2) But whether "Truth" will be allowed to displace the lies is entirely dependent upon the underlying "values" that have permitted the lies in the first place.
b. "Truth" is established by the combination of "Revelation" and "Faith"; but "Love" is the dominant controller (Note carefully John 5:44).
1) At some point, "love" has to be turned into "Love".
2) It is the burden of this particular paragraph in Luke's message that addresses how this happens.
II. Jesus' Words as a "Response to Simon".
A. The issue of the name is raised by Luke's deliberate inclusion of it in the face of the fact that many of those with whom Jesus dealt go nameless in the records (as, for instance, the "sinner" in this text).
B. The issue of "names" has always been more than merely "interesting" in the biblical records.
1. In our larger text, we have already run into two facts regarding "Simon" as a name.
a. First is the fact that it is used in contexts of those who think more highly of themselves than they have a right to think.
b. Second is the fact that Jesus Himself changed the name of one of the "Simons" who had a place in His inner circle to "Peter" because He did not want him to be linked to that name any longer.
2. As an aspect of the biblical attempt to enable believers to buy into the Love/Faith issues that determine the quality of our experience in both time and eternity, Revelation 2:17 exalts the issue of having a "name" to one of the highest levels of value.
III. Jesus' Words as a Revelation to Theophilus.
A. The entire essence of Jesus' simple story and question is His point that "love" arises out of an understanding of "grace".
1. In a very "simple" statement, 1 John 4:19 tells us that "we" love because "He" loved.
2. But the simplicity both hides and assumes the presence of some other critical issues.
a. God "loves" everyone, but not everyone "loves" Him back.
b. The Bible "blames" this faulty response on "hardness of heart" (Romans 2:5) and it teaches that such "hardness" develops incrementally as the values of the heart are allowed to dispute, and reject, the revelation of the Truth (Hebrews 3:8, 15; Hebrews 4:7 and Romans 1:21).
3. Thus, the need for "grace" to enter the picture.
B. The details of Jesus' simple story are revealing.
1. Jesus deliberately used a setting of human "values" ("love") that, though intensely corrupt, served, nonetheless, as a brilliant light upon the issue at stake.

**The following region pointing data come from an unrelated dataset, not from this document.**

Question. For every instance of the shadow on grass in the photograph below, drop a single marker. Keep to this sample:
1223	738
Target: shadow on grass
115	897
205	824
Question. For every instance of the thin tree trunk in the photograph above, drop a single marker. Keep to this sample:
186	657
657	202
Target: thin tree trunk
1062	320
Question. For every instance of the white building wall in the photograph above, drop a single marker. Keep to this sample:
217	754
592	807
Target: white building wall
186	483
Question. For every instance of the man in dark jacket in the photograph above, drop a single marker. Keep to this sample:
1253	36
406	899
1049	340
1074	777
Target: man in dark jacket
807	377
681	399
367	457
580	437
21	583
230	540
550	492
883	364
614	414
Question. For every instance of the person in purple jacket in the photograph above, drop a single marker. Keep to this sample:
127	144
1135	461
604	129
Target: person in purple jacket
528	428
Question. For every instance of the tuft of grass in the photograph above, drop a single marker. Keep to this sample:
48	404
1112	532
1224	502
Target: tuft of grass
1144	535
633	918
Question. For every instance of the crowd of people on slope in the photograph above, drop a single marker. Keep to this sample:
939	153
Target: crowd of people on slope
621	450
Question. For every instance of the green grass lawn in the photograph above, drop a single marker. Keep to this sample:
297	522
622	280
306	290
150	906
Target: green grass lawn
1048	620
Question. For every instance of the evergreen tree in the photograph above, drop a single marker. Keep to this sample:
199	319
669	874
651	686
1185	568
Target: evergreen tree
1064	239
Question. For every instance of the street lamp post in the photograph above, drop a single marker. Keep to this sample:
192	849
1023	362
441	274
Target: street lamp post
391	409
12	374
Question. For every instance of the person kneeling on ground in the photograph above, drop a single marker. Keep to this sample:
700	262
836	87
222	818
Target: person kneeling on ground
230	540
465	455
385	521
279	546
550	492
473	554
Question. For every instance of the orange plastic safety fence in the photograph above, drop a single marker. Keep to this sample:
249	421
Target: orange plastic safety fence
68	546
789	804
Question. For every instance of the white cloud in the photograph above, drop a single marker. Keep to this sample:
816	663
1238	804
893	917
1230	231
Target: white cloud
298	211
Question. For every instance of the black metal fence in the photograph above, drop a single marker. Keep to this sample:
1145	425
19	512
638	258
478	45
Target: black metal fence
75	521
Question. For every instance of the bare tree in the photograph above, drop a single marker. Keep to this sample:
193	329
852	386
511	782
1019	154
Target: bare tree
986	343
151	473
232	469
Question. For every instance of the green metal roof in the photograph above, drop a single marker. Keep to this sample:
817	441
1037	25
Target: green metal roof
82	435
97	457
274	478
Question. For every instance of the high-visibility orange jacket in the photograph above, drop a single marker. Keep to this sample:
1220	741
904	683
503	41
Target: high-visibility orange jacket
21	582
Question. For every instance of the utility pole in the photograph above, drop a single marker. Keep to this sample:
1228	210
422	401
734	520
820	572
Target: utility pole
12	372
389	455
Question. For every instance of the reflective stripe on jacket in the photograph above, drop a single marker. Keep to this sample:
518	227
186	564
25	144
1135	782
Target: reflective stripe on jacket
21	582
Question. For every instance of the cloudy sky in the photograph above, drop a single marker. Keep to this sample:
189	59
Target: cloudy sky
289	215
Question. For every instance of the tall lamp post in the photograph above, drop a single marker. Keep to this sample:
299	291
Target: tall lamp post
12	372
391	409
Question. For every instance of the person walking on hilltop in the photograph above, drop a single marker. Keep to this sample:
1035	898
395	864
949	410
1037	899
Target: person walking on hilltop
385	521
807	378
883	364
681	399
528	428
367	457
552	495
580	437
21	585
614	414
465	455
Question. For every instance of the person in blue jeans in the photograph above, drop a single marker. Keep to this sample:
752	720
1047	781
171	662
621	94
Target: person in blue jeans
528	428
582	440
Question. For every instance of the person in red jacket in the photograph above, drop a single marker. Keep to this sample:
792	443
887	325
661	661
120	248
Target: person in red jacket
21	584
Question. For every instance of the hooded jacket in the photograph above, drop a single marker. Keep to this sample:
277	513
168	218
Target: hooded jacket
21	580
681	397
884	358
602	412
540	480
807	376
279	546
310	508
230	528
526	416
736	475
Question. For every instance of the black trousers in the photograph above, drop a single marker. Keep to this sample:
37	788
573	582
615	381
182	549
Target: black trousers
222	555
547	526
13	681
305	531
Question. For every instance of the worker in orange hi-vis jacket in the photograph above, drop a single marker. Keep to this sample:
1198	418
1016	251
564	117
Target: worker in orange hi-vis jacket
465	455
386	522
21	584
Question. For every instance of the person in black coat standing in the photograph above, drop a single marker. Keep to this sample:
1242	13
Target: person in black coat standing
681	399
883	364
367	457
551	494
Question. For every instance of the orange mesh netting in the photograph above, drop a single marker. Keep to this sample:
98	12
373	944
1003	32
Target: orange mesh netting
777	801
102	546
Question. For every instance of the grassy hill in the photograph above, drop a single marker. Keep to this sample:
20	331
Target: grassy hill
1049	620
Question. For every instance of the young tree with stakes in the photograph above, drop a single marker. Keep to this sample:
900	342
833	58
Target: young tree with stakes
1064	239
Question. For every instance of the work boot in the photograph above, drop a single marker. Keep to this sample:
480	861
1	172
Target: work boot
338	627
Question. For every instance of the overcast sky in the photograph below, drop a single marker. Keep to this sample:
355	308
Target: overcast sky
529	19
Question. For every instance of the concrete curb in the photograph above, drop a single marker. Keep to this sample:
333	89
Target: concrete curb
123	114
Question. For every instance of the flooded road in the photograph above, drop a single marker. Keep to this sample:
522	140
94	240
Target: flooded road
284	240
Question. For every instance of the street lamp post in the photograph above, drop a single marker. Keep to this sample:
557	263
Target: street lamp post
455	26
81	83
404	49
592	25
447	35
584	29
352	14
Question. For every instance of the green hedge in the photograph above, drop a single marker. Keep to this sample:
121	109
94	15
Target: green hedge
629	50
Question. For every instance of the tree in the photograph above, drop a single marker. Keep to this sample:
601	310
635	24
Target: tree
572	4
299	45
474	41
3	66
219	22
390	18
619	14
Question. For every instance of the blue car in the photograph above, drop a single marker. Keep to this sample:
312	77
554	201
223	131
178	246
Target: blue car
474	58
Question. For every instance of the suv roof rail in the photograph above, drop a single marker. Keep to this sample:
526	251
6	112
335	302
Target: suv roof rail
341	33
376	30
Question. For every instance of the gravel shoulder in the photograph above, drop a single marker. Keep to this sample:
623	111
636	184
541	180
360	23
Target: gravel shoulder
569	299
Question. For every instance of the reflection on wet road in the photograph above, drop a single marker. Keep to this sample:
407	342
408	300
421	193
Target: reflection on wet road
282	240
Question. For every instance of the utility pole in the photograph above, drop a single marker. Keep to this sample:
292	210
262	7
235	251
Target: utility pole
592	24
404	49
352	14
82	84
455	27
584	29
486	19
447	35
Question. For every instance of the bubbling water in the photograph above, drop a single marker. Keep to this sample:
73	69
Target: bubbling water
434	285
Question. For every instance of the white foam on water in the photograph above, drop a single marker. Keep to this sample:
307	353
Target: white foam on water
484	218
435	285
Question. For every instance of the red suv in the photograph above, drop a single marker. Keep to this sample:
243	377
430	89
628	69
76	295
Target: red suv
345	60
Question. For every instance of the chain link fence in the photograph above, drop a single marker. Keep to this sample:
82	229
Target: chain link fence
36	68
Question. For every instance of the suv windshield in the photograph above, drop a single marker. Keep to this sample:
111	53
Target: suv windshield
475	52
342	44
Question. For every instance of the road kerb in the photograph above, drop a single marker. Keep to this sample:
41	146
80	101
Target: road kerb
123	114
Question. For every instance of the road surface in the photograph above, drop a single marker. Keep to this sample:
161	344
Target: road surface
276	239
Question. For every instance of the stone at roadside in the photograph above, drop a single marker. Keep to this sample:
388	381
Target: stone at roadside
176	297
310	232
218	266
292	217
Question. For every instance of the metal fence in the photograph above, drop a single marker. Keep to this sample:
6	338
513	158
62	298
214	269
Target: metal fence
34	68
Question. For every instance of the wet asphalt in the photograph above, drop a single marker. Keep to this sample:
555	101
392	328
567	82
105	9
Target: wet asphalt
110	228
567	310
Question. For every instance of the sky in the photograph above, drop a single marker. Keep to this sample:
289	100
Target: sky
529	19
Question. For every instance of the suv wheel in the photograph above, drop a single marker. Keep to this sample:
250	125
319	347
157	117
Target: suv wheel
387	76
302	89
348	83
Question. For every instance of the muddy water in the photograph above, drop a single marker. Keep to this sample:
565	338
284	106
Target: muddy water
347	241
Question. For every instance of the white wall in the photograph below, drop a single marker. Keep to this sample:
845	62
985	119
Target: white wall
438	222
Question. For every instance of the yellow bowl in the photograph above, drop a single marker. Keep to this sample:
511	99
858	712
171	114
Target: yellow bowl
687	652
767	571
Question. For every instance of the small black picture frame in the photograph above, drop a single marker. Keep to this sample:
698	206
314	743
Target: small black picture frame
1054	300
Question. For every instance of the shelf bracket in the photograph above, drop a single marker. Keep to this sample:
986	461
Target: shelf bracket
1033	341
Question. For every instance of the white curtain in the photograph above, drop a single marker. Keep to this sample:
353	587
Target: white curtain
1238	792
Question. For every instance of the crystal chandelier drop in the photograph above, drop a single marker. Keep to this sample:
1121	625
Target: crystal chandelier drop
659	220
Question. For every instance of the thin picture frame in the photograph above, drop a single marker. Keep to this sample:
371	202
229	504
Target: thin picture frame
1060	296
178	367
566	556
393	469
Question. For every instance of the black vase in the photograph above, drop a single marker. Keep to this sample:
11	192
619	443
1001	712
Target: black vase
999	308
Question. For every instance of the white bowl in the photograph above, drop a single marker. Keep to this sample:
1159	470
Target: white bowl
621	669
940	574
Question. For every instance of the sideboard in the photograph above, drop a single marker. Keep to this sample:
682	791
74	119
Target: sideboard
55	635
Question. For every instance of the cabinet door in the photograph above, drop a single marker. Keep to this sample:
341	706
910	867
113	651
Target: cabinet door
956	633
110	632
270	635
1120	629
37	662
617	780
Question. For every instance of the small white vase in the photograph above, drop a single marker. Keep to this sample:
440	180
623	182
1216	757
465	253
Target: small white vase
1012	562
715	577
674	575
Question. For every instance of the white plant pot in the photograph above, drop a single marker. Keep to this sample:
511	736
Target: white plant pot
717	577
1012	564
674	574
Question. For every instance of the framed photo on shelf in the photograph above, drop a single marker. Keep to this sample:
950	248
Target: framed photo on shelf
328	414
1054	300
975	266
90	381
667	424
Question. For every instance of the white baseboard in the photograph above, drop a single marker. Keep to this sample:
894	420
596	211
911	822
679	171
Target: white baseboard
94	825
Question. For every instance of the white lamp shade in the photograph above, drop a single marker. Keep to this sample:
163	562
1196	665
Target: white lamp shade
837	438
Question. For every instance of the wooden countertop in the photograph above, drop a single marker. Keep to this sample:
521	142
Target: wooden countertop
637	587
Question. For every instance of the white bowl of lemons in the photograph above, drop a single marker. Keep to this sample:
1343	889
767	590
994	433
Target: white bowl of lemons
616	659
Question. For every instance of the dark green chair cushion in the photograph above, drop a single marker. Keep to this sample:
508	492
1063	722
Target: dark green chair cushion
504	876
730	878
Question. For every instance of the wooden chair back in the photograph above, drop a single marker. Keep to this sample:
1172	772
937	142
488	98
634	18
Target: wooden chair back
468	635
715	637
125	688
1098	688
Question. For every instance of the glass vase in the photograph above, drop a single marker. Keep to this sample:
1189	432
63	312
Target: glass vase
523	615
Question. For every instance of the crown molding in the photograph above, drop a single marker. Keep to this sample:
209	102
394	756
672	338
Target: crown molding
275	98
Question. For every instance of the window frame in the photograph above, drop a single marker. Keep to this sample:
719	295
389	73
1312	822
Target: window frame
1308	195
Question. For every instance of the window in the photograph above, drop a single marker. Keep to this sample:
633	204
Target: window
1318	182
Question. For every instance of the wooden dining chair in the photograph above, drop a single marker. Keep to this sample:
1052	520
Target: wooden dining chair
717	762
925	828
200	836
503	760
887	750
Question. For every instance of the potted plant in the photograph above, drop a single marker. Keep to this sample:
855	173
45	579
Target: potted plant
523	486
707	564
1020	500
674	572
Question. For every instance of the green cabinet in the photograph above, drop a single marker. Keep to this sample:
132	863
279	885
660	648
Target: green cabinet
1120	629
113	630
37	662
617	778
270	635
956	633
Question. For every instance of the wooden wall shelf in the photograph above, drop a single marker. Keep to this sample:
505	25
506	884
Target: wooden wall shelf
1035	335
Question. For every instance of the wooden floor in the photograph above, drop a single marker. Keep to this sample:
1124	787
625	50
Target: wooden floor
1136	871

a. Remember that Luke 16:14 tells us that the Pharisees were "lovers of money", so the choice by Jesus of a "money" story is significant.
b. For those trapped by their lust for stuff, there is an incredible level of response when that bondage is broken.
2. One issue of Jesus' story is the degree of bondage involved.
a. One debtor was looking at what would have taken him many years to escape in a legal system that required one to "sell himself and all his possessions" (Matthew 18:25).
b. The other was only looking at months.
3. Another issue is the creditor's "grace".
a. This is not cast in terms of "generosity".
b. Jesus deliberately cast this in terms of "grace" ... a "deliverance" from what was justly owed.
IV. One Caution: God is not "Buying" Loyalty.
A. In the ungodliness of the world, promises are given to grant false "means to life" in return for "loyalty" and threats are made about life/death that assume a huge lie (the idea that physical life is "valuable" above all other considerations).
B. In the godliness of the Truth, promises are made only to enable "Life", not to bring the believer of them into "bondage".